[Math] Why is any subspace a convex cone

convex optimization

I am reading Convex Optimization written by Stephen Boyd. In page 27 of chapter 2, there is an example said 'Any subspace is affine, and a convex cone(hence convex).'
Can anybody explain to me why this is true?

Best Answer

First, what basically distinguishes the definitions of convex, affine and cone, is the domain of the coefficients and the constraints that relate them.

Let us starts by the first part: any subspace is affine, which means, if we have:

$x_1, x_2 \in V$, where $V$ is a subspace; therefore any linear combination of these two vectors must lie in $V$. That is, if we have two coefficients $\theta_1, \theta_2 \in \mathcal{R}$, then, $\theta_1x_1 + \theta_2x_2 \in V$.

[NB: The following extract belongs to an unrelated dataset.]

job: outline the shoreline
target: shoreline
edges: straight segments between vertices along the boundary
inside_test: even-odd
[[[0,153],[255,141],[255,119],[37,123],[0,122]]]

The definition of affine sets tells us if $x_1,x_2$ are in an affine set, their linear combination must also lie in the same set, with the condition the coefficients must sum to 1, that is $\theta_1 + \theta_2 = 1$. Now, assume we have chosen $\theta_2 = 1- \theta_1$, therefore the combination $\theta_1x_1 + (1 - \theta_1)x_2 \in V$

Therefore any subspace is affine, since we have the freedom to choose the coefficients to sum to 1.

Now why a subspace is a convex cone.

Notice that, if we choose the coeficientes $\theta_1, \theta_2 \in \mathcal{R}_+$, we actually define a cone, and if the coefficients sum to 1, it is convex, therefore it is a convex cone.